ただ、語尾の母音を棒線にするか、それとも、母音を文字化するかどうかは、私自身試行錯誤、変更に変更を繰り返して、母音はすべて棒線で書くことにしました。それならば「うちなぁ」は「うちなー」と表記しなければなりません。ただ、「うちなぁ」と言う表記だけは「ぁ」にしています。それは、沖縄タイムス紙に二年近く「光龍ぬピリンパランうちなぁぐち」と題して連載をしたのと、琉球新報紙にも「光龍ぬアハーうちなぁぐち」、また現在、おきなわJOHOという月刊情報誌に「光龍ぬうちなぁぐちアリンクリン」と書いてきたので、慣例でというところが大きいです。

(中略)

表記は高山さん御自身でお考え下さい。では、また、いつでもご質問下さい。御無礼さびら。
比嘉光龍(ふぃじゃ ばいろん)


この中略の部分には、表記について、もっと突っ込んだことが書かれてありました。光龍さんの主張は、基本的には柔軟にということなのですが、これについては当方勉強不足、もう少しそのあたりの現状を把握してからあらためてご紹介いたします。

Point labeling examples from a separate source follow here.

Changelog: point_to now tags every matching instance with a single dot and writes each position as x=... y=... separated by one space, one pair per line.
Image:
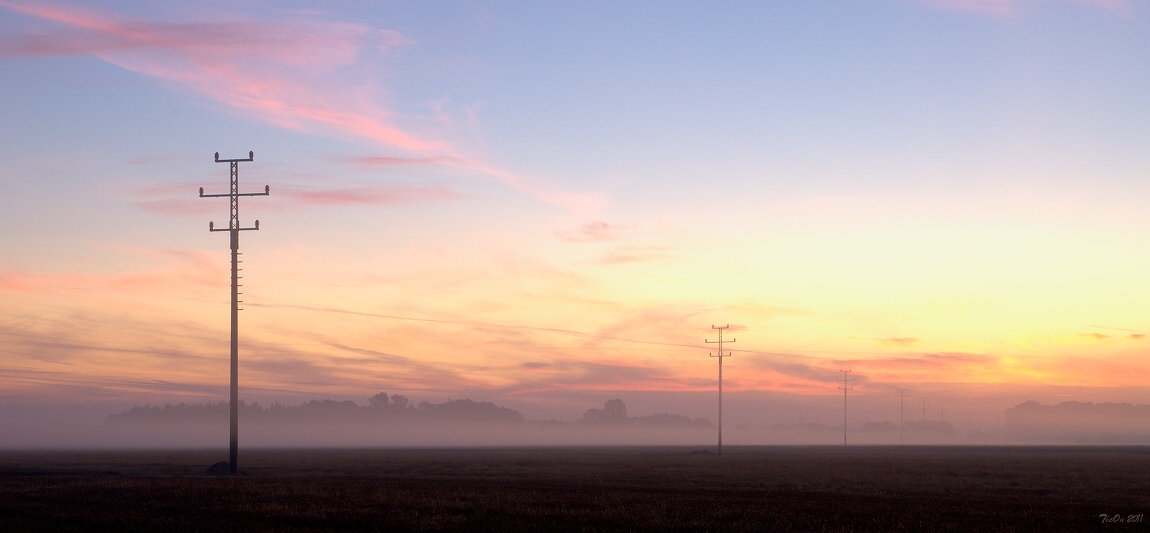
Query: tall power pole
x=845 y=379
x=235 y=229
x=922 y=428
x=720 y=356
x=902 y=404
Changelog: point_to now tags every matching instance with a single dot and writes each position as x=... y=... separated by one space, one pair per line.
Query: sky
x=547 y=204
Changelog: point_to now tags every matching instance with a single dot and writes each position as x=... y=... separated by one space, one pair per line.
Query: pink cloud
x=181 y=199
x=623 y=254
x=375 y=161
x=595 y=231
x=383 y=196
x=304 y=76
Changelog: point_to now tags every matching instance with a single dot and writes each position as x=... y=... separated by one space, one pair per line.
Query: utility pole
x=720 y=356
x=902 y=404
x=942 y=420
x=235 y=229
x=845 y=379
x=922 y=428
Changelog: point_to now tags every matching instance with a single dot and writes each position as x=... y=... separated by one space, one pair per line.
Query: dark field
x=752 y=488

このメールを公開することをお許しくださった比嘉光龍さんに、心から謝辞を申し上げます。


今日の“話す会”は、あれやこれやフリートーク。

“沖縄語を話す会”の表記法は、僕のようなウチナーグチ初心者には、極めてわかりやすいものです。僕は、“おきなわおーでぃおぶっく”の儀間進さんのコラムを読む企画を立てた張本人ですが、自分が読み手として参加することなど思いもよりませんでした。しかし、“沖縄語を話す会”の表記法を知ってから、もう殆ど参加するつもりになっています。

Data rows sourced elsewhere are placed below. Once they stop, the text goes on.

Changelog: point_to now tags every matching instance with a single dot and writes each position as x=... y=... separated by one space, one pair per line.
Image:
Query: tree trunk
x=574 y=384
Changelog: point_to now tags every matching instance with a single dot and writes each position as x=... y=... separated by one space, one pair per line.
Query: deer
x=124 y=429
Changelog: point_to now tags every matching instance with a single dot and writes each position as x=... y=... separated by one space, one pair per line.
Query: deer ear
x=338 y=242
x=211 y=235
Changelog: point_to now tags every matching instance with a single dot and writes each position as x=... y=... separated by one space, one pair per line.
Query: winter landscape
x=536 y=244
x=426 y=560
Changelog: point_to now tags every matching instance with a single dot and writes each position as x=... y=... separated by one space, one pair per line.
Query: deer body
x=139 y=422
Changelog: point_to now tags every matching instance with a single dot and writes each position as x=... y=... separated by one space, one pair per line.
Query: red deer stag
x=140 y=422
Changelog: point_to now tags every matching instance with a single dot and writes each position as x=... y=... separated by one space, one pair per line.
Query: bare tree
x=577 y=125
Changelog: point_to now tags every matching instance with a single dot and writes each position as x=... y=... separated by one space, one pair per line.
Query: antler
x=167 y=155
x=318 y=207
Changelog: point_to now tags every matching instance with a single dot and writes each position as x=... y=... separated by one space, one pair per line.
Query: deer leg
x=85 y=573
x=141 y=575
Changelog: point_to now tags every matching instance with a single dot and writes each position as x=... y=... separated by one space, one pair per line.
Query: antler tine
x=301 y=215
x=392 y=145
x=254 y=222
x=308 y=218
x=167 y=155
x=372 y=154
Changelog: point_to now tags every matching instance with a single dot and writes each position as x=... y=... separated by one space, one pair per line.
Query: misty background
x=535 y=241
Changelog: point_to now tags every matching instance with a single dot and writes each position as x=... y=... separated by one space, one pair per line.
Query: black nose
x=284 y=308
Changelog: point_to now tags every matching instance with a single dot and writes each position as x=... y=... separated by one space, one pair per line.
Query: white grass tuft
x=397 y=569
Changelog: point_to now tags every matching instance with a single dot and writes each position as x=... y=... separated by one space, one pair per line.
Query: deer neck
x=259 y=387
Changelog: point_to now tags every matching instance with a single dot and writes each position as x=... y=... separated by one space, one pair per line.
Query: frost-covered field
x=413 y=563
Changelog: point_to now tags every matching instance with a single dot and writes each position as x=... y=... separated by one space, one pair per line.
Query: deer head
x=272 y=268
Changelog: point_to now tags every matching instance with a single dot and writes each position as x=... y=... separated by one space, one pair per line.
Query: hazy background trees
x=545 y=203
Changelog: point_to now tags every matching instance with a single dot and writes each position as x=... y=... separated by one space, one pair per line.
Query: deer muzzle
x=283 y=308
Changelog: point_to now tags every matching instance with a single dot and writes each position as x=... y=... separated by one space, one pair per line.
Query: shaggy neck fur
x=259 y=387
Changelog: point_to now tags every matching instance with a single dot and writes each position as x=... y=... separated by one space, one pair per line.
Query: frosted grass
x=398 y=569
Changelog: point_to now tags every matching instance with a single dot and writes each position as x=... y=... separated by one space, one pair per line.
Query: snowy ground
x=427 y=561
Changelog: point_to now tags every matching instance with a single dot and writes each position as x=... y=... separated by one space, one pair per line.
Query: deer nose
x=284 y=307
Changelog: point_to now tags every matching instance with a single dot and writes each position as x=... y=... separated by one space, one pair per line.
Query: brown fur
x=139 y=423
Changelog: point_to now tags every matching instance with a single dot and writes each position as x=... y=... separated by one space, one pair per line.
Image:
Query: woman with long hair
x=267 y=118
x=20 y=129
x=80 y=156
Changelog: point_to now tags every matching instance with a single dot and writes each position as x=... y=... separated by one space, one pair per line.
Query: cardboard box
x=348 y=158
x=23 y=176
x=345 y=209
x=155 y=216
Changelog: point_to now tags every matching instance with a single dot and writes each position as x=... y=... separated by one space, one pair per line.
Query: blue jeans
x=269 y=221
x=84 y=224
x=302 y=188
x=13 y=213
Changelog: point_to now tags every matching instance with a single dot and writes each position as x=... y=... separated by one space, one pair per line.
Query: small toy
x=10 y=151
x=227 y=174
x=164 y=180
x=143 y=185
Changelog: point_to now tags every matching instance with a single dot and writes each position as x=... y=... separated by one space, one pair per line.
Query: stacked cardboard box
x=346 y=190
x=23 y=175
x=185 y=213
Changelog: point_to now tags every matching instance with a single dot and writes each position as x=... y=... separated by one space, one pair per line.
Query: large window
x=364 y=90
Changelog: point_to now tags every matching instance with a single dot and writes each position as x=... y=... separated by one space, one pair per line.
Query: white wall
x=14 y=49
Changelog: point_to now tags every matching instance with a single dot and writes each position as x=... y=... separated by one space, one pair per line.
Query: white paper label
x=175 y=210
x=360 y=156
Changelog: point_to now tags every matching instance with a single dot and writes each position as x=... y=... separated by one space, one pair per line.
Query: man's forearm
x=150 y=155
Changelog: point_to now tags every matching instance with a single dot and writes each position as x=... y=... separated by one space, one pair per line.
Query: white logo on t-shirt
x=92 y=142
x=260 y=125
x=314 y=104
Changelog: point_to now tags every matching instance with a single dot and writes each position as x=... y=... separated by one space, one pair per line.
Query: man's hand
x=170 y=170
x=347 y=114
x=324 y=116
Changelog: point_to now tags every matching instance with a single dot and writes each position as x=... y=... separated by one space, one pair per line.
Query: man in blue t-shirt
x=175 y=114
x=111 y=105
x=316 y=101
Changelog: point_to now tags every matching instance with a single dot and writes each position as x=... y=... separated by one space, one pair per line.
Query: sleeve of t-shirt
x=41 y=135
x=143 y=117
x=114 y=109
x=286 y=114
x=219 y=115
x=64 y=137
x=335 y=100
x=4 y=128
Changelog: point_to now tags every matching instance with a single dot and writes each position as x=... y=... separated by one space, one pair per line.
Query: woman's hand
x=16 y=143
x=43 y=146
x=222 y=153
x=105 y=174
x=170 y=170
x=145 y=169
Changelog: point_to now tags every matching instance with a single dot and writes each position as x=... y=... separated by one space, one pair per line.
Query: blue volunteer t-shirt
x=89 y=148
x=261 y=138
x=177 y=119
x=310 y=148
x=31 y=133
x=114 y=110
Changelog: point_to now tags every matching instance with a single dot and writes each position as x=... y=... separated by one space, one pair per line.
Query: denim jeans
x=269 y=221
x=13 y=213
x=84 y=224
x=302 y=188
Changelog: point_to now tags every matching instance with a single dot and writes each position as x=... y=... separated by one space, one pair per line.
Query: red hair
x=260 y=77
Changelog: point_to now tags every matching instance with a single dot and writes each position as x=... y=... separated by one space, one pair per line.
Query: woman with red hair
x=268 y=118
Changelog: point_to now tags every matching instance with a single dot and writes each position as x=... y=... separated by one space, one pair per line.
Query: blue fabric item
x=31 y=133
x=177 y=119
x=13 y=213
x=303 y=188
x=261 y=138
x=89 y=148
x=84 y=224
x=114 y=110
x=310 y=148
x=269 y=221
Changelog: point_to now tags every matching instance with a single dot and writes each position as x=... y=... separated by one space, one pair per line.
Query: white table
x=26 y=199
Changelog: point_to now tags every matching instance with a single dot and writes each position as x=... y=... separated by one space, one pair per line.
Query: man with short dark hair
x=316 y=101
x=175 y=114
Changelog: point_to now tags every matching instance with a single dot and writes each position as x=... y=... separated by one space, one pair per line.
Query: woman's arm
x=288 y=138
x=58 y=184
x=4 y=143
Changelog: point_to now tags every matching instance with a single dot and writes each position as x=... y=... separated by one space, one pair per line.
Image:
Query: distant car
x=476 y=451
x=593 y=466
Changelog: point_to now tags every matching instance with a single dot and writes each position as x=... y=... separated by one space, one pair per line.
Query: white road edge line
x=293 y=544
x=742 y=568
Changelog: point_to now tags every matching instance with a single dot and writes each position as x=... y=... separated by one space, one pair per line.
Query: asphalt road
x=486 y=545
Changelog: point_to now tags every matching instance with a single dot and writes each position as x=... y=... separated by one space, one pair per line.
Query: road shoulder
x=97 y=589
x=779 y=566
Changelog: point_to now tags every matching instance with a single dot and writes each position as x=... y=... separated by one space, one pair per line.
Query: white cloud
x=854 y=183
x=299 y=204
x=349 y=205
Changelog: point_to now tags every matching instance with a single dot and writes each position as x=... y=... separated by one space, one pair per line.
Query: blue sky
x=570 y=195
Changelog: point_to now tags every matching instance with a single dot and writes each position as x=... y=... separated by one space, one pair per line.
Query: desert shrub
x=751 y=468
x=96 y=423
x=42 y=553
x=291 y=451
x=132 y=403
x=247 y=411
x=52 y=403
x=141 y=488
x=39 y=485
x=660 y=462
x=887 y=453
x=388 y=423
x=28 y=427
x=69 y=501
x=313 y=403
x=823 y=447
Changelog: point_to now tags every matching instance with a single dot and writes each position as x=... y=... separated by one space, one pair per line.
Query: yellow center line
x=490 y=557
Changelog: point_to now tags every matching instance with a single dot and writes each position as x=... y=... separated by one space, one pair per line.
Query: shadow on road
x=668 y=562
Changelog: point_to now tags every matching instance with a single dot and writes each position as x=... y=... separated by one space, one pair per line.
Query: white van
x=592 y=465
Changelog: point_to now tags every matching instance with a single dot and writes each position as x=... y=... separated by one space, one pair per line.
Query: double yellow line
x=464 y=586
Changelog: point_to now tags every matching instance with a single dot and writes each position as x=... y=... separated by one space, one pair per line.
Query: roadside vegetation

ただ、さらに深く関わっていくと、沖縄の表記について、ただ単に沖縄語の初等教育のテクニカルな問題だけでは収まらない背景も見えてきます。

たとえば「かぎやで風」。
琉球古典音楽のひとつで、その歴史については省きますが、歌詞も付いている楽曲です。
また「かぎやで風」には老人踊りも振付けられていて、古典の中ではもっとも知られた踊りです。
沖縄で何かお祝いの席などがあると、その冒頭で必ずといっていいほど踊られるし、また沖縄の結婚式に「かぎやで風」抜きなんて考えられません。それはもう「てんとう虫のサンバ」の比ではないのです。
ずいぶん前の小生の結婚式でも、かみさんの妹が踊ってくれましたし、先日の宇夫方路さんのお披露目公演の最初の演目も、やはり「かぎやで風」でした。

しかし、この「かぎやで風」を、そのまま「かぎやでふう」と読んでしまったら間違いです。「かじゃでぃふー」というのが正しい。
つまり、「かぎやで風」と書いて「かじゃでぃふー」と読むのが「正しいこと」なのです。

でも、それでは何もわからないウチナーグチの初心者には難しすぎます。日本人が歴史的仮名遣いを放棄したように、この「かぎやで風」も、音のママに「かじゃでぃふー」と表記してくれれば、きっと分かり易いでしょう。
しかし、沖縄の踊りの先生や三線の先生方が、それを認めるとは到底思えません。なにしろこれは伝統的表記なのですから。沖縄で一番偉いのは、きっとこうした先生たち、その方たちの御意向に背いてことは進みません。

題名ばかりではなく、歌詞も同じようなことがいえます。
でも、沖縄の先生たちが守ろうとしているこの伝統的な表記が、極めて大和風であることを、沖縄の人たちはどう感じているのでしょうか。

もうひとつ、「かぎやで風」という表記ですが、実はこれ比較的新しい表記で、古くは「かぢやで風」でした。その変化は受け入れたのに、なぜ、さらなる変化のほうは受け入れ難いのでしょうか。これは研究課題です。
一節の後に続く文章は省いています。